Cuban, who owns 5.3% of Lionsgate according to an April filing, disclosed Thursday that he’s planning to tender his shares to Icahn, who’s been menacing Lionsgate in recent weeks with a $7 a share hostile bid.
“I really think I’m going to tender,” Cuban said Thursday on the CNBC program “Strategy Session” without elaboration. The media magnate also told the cable net that he planned to meet with Lionsgate execs.
A Lionsgate spokesman said in response, “We believe that if he tenders to Icahn, he’s leaving money on the table.”
With 18.8% of Lionsgate stock, Icahn is already the second largest shareholder after Mark Rachefsky at 19.9%. About 4% of shareholders had agreed to tender to him before he extended his $7 a share tender offer on June 1 to June 16.
Shares of Lionsgate shares were down a nickel to $7 in late-session trading.
Cuban’s disclosure comes a week after Icahn revealed plans for a proxy fight to take over the Lionsgate board at its annual meeting in September.
If Icahn’s holdings top 20%, it could trigger a technical default under the terms of Lionsgate’s revolving credit facility.
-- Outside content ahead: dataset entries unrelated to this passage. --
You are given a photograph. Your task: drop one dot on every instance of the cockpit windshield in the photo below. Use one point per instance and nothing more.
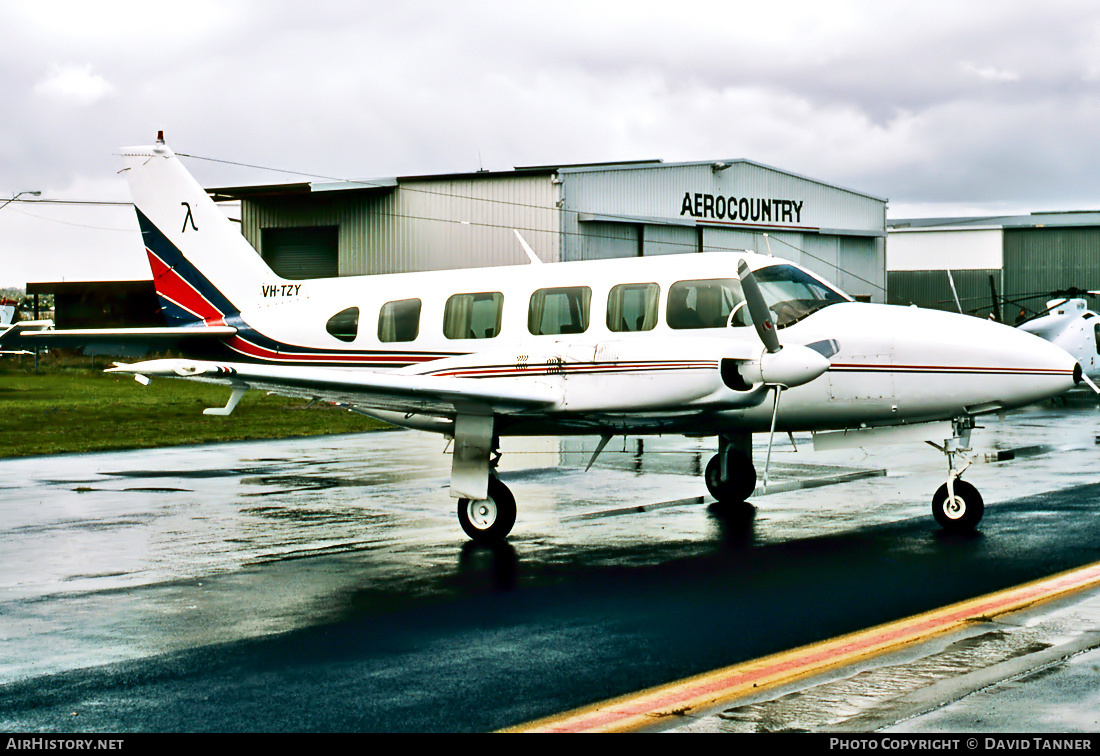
(791, 295)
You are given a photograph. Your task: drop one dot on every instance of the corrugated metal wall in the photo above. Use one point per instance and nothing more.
(449, 222)
(424, 225)
(1038, 261)
(933, 289)
(656, 194)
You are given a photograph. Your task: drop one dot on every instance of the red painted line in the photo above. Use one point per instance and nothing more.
(724, 686)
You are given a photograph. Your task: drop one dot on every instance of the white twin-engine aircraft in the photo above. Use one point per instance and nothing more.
(722, 344)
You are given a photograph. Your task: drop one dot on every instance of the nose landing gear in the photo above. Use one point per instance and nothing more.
(957, 505)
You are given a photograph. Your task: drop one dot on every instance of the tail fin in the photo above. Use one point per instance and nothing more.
(204, 270)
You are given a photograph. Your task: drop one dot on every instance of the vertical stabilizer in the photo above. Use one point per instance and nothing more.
(202, 267)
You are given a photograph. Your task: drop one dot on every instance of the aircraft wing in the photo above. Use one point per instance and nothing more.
(129, 341)
(362, 389)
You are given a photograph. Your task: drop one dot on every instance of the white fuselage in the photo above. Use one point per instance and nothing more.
(893, 364)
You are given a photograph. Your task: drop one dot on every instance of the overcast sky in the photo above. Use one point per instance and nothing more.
(943, 108)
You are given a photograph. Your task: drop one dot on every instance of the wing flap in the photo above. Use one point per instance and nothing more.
(363, 389)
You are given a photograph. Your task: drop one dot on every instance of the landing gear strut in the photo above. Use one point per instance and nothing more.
(957, 505)
(730, 475)
(488, 521)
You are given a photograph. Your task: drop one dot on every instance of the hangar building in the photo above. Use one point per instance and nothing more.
(590, 211)
(1025, 259)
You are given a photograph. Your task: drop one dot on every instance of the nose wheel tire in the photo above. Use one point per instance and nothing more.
(488, 521)
(739, 481)
(959, 514)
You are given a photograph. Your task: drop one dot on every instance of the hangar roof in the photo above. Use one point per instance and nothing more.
(388, 184)
(1034, 220)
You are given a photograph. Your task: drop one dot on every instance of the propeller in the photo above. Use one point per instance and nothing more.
(779, 366)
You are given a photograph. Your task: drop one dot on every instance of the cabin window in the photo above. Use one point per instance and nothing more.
(559, 310)
(399, 320)
(633, 307)
(473, 316)
(705, 304)
(344, 324)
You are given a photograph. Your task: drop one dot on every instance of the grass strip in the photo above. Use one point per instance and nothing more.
(74, 407)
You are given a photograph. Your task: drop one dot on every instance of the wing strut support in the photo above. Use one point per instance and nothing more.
(234, 398)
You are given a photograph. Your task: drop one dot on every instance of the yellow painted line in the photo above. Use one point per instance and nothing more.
(723, 686)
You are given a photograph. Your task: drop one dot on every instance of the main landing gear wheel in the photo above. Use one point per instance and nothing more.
(488, 521)
(739, 481)
(963, 512)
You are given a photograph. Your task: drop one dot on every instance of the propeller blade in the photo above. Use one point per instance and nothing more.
(1089, 383)
(771, 436)
(758, 308)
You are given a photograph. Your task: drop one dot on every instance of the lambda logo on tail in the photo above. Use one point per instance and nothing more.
(186, 295)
Icahn has said he would provide a bridge loan to avoid that. And if Icahn’s stake tops 33%, he would be able veto acquisitions and the top Lionsgate execs could depart the company with severance packages.
Icahn and Cuban have partnered in the past. In 2008, Cuban was on Icahn’s dissident proxy slate to seize control of Yahoo’s board. Cuban sold his Broadcast.com to Yahoo in 1999 for $5 billion.
Icahn’s takeover bid for Lionsgate received a key approval Wednesday from Canuck regulators, who cleared his hostile offer. The review was required since Icahn isn’t Canadian and Lionsgate is based in Vancouver — though it operates out of Santa Monica.
Icahn has agreed to keep the headquarters in Canada and possibly boost the level of production there on a province-by-province basis. He also said he won’t extend the $7 a share offer past June 16 or change the price.
Icahn’s said he wants to replace the Lionsgate board due to what he’s characterized as “excessive” spending. In response, Lionsgate reminded its shareholders Wednesday that its board recommends against Icahn’s unsolicited bid and noted that the offer has made little headway so far.
Icahn’s latest bid drops the requirement that at least 50.1% of the shares be tendered for his offer to go through. The bid values Lionsgate at $825 million.
Lionsgate has noted that its recent earnings report showed “significant improvements” in profitability and cash flow and that its annual spending on its core businesses — $122 million for its most recent fiscal year — amounted to less than 8% of revenues.